Will Employment Law Protections for Undocumented Immigrants Survive under the New Regime?


With the new administration’s flurry of activities related to the broader enforcement of immigration laws, one issue looms large for employment lawyers---will undocumented immigrants still be protected from unlawful employment practices under various federal laws?  The answer today is far from clear.

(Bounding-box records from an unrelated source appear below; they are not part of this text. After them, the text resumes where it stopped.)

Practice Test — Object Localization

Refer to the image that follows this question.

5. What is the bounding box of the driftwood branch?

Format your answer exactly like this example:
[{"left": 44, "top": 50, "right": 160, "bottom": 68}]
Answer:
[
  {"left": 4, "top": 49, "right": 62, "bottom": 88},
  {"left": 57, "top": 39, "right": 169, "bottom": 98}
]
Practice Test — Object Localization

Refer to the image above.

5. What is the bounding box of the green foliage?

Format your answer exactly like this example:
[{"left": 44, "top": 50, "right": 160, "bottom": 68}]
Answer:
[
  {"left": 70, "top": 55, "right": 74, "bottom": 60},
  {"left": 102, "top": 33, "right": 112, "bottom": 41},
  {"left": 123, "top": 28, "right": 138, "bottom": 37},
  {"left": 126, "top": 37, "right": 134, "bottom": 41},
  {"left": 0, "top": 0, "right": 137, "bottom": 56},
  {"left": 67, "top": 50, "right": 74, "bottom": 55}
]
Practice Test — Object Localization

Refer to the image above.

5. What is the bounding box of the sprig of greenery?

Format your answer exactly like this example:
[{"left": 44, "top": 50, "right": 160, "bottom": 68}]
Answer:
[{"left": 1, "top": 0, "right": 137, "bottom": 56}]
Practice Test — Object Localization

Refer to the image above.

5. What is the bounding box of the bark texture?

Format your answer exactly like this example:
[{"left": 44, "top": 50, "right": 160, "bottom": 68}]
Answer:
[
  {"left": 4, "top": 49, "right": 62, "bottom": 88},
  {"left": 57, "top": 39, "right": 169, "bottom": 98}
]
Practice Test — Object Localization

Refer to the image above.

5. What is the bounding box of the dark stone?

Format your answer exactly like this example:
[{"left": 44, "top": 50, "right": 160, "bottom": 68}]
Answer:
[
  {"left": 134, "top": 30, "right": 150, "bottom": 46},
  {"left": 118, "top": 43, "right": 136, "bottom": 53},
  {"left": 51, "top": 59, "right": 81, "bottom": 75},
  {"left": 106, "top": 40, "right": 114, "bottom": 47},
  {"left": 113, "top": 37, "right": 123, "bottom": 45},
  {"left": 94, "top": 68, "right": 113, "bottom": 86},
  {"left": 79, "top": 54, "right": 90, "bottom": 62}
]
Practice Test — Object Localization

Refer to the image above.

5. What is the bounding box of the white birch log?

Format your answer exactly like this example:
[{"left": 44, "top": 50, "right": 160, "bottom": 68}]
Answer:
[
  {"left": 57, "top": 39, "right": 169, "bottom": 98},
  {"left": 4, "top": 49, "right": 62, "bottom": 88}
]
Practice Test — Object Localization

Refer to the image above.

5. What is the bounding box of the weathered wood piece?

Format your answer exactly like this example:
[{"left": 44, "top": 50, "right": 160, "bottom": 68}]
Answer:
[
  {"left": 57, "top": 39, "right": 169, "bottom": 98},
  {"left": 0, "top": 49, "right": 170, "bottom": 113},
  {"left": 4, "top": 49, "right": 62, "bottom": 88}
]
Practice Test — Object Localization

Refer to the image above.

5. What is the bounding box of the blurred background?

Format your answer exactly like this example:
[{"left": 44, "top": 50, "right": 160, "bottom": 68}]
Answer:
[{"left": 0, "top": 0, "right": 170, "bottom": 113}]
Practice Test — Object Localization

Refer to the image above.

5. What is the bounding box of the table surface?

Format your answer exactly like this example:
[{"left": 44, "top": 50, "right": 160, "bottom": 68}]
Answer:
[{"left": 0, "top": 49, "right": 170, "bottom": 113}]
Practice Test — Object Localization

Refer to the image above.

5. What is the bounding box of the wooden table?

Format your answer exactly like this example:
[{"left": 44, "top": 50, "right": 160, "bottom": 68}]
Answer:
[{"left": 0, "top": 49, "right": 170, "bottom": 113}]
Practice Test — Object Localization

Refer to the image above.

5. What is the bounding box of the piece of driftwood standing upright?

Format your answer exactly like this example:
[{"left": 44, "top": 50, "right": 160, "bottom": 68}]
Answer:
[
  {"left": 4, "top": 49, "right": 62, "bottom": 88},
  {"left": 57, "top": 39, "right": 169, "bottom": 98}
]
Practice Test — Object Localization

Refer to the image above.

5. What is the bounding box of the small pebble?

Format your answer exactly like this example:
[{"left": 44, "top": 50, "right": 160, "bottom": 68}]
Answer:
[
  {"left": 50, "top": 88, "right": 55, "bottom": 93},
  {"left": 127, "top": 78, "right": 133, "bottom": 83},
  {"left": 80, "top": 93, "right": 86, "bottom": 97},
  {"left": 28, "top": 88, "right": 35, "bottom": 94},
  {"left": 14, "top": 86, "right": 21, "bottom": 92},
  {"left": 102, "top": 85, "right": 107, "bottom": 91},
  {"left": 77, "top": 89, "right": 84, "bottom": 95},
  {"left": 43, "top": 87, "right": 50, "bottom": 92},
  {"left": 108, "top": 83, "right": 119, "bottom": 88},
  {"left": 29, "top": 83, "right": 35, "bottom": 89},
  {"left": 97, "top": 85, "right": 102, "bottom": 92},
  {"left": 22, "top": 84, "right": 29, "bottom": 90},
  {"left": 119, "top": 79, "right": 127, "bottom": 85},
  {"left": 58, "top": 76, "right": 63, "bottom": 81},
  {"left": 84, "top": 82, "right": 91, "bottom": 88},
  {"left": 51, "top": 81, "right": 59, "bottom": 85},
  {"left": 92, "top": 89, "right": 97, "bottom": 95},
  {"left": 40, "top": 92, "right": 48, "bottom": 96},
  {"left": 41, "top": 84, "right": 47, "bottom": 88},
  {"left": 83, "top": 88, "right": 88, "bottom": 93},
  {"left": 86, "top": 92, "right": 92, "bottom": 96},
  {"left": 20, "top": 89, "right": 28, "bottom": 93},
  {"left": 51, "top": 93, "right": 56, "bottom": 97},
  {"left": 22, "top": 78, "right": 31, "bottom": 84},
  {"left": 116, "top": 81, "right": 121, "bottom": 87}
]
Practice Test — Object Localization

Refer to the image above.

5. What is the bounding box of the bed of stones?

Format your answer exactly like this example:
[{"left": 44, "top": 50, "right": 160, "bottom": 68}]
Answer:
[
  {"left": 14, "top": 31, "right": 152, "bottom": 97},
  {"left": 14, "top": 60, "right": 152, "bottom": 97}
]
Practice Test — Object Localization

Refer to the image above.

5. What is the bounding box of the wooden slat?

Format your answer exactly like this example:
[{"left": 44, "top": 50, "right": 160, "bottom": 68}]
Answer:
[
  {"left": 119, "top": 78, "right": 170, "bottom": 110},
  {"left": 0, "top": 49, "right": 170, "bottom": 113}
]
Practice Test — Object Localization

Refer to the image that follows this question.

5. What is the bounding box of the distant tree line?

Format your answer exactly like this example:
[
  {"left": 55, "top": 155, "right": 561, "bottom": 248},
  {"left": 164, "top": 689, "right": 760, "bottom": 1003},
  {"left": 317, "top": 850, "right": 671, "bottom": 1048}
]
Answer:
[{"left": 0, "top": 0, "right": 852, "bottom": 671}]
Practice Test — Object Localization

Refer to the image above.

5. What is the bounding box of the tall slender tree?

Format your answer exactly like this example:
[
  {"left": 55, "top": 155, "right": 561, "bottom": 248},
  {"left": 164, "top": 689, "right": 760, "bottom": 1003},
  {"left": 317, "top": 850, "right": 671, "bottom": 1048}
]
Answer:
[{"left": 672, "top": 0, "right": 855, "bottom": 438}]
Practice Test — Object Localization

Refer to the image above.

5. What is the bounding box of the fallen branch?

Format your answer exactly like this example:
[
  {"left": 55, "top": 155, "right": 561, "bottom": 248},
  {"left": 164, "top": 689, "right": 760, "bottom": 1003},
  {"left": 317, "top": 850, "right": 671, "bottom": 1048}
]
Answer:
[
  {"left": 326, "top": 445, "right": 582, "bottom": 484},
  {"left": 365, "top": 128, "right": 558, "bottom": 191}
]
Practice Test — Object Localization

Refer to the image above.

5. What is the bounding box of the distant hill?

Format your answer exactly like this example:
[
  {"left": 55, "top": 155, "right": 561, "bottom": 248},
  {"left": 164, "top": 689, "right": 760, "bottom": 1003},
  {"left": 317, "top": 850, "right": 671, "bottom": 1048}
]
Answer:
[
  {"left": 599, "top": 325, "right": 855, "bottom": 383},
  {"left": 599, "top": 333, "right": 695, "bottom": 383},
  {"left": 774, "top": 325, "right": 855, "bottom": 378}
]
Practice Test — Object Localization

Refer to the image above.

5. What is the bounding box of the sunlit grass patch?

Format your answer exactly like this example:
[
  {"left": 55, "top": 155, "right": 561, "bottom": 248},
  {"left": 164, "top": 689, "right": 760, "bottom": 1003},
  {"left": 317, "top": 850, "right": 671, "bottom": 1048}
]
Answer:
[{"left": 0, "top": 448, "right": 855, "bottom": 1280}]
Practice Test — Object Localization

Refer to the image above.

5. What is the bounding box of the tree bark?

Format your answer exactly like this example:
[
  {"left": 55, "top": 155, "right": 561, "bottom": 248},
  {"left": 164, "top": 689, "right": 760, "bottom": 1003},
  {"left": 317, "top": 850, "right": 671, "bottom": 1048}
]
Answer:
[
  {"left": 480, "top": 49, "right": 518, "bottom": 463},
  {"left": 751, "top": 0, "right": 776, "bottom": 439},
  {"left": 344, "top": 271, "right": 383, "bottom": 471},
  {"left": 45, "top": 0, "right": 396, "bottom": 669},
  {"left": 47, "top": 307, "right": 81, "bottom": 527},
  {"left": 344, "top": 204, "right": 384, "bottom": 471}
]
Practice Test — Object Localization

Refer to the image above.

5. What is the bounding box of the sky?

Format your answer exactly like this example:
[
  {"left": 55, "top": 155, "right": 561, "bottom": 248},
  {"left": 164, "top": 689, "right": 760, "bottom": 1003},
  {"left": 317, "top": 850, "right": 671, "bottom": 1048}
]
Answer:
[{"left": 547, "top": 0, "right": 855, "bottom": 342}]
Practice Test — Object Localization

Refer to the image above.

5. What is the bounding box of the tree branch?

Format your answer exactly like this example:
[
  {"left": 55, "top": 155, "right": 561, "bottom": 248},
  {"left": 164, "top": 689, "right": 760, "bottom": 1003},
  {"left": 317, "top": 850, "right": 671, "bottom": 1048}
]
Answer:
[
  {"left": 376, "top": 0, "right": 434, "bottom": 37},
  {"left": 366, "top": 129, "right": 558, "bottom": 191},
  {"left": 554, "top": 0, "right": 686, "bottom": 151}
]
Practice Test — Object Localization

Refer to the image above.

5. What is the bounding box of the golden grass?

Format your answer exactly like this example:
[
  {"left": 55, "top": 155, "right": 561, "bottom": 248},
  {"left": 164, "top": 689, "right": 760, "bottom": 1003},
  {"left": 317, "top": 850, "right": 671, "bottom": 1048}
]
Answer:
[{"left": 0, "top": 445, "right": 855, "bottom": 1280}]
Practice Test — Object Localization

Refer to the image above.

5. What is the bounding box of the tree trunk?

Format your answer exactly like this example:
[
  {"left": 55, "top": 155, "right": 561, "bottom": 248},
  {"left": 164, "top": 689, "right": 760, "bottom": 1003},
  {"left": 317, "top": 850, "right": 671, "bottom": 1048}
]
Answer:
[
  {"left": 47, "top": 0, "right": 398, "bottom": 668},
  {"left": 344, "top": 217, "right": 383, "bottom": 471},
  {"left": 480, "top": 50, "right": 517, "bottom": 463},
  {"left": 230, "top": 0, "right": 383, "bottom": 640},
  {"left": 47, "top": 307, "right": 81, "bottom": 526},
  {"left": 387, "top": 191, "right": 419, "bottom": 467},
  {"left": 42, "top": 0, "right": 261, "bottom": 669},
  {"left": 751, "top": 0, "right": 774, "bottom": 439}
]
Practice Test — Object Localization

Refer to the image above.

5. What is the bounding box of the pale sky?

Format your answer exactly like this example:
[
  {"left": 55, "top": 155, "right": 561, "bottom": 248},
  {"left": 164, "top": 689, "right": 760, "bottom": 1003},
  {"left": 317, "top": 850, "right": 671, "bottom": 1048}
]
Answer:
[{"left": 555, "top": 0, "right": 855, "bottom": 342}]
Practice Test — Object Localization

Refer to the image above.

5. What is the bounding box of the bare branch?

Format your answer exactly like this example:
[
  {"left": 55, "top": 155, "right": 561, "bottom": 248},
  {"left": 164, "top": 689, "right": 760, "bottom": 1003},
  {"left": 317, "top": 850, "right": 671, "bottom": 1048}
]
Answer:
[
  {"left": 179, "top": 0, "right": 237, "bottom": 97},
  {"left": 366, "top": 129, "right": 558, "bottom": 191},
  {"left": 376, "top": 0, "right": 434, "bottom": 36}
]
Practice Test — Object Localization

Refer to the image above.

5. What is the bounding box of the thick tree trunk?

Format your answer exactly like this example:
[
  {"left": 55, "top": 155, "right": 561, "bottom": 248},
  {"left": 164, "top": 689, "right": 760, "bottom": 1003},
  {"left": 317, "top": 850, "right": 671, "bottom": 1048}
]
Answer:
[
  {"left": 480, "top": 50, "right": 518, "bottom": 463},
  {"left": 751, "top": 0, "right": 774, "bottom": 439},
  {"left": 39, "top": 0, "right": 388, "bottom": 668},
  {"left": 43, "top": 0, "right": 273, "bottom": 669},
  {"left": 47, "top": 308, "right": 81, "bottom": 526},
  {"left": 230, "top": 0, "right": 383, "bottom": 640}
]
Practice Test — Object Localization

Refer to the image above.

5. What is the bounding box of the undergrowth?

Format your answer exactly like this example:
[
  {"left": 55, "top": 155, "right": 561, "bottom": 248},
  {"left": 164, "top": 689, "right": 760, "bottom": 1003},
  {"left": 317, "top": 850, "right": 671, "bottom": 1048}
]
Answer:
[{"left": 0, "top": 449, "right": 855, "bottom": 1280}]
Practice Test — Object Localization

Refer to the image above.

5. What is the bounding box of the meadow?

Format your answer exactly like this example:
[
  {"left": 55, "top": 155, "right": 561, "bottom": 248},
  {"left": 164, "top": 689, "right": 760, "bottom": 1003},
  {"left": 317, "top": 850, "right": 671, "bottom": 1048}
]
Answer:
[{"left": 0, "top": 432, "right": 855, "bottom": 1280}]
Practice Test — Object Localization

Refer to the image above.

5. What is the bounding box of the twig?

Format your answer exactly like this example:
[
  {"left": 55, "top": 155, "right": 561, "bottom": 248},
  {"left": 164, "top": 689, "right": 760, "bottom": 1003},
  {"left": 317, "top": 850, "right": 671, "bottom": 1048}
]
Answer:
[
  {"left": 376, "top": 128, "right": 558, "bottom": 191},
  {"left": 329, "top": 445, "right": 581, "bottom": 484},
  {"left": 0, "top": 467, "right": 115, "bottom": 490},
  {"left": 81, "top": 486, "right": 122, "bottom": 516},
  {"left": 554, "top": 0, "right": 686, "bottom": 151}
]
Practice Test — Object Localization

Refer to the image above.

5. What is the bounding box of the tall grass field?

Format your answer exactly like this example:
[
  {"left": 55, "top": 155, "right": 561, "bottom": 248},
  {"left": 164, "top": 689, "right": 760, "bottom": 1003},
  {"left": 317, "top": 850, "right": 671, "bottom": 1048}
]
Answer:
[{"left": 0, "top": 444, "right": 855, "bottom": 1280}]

Title VII of the Civil Rights Act of 1964, as amended (Title VII), protects “individuals” from unlawful employment practices, and does not distinguish between documented and undocumented workers.  In its Compliance Manual, Section 2, “Threshold Issues,” the EEOC opines that, “Individuals who are employed in the United States are protected by the EEO statutes regardless of their citizenship or immigration status.”
 
At least one court within the Fifth Circuit has expressed that “illegal aliens” would be entitled to protections under Title VII.  See EEOC v. Taqueria Rodeo de Jalisco, No. 4:11-cv-03444, 2012 U.S. Dist. Lexis 179552, *7 n.1 (S.D. Tex. Dec. 19, 2012).  The Texas court’s position is clearly at odds with the Fourth Circuit’s decision in Egbuna v. Time-Life Libraries, Inc., 153 F.3d 184, 187-88 (4th Cir. 1998), wherein that Court found that the employer did not violate Title VII when it refused to hire the plaintiff, an undocumented alien, because to hold otherwise would be to “nullify IRCA [the Immigration Reform and Control Act], which declares it illegal to hire or to continue to hire unauthorized aliens.” 
The Fair Labor Standards Act of 1938, as amended (FLSA), protects “employees,” and in March 2014, the United States Supreme Court declined to review a decision by the Eight Circuit affirming a jury verdict for several undocumented workers for nearly $300,000 for FLSA violations.  See Jerusalem CafĂ©, LLC v. Lucas, 721 F.3d 927 (8th Cir. 2013), cert. denied March 10, 2014.  In its decision, the Eighth Circuit minced no words when it determined that, “The FLSA’s sweeping definitions of ‘employer’ and ‘employee’ unambiguously encompass unauthorized aliens.”
 
Fifteen years ago, the United States Supreme Court decided Hoffman Plastics Compounds, Inc. v. National Labor Relations Board, 535 U.S. 137 (2002), and held that, in connection with a finding that an employer committed an unfair labor practice under the National Labor Relations Act (NLRA), the Board could not award back pay to an undocumented worker because such an award would represent wages the individual could not legally have earned.  According to the Court’s majority, “awarding backpay in a case like this not only trivializes the immigration laws [specifically, IRCA], it also condones and encourages future violations…it would encourage the successful evasion of apprehension by immigration authorities, condone prior violations of the immigration laws, and encourage future violations.”  The Board did, however, impose other sanctions on the employer. 
Several recent developments may further impact these decisions and increase the level of uncertainty for employers.  First, in late February 2017, the Fifth Circuit reinstated H.B. 11, a Texas law which makes it a felony to encourage unauthorized immigrants to enter or remain in the country by concealing, harboring, or shielding them from detection.  See Cruz v. Abbott et al., No. 16-50519 (5th Cir. Feb. 23, 2017).  While the Court held that there is “no reasonable interpretation by which merely renting housing or providing social services to an illegal alien constitutes harboring that person from detection,” it is unclear whether and how this law applies to employers who knowingly employ and house unauthorized immigrants. 
 
Second, in January 2017, the White House issued two Executive Orders related to border security, which in turn resulted in two Memos from John Kelly, the Secretary for the U.S. Department of Homeland Security.  The Memos, in part, implement “new policies designed to stem illegal immigration and facilitate the detection, apprehension, detention, and removal of aliens who have no lawful basis to enter or remain in the United States.” 
These developments appear to contradict at least two of the Equal Employment Opportunity’s (EEOC’s) priorities in its Strategic Enforcement Plan for Fiscal Years 2017-2021 (SEP), including: (a) “protecting vulnerable workers, including immigrant workers, and underserved communities from discrimination”; and (b) “preserving access to the legal system.”  Notably, EEOC Acting Chair Victoria Lipnic recently commented that the SEP enforcement priorities would remain largely the same. 
In short, how can undocumented immigrants pursue their rights under the legal system in light of the administration’s determination to find and deport them?  And, what obligations do employers have in relation to the treatment of undocumented workers?  As with many employment issues, this one will more than likely be resolved by the courts.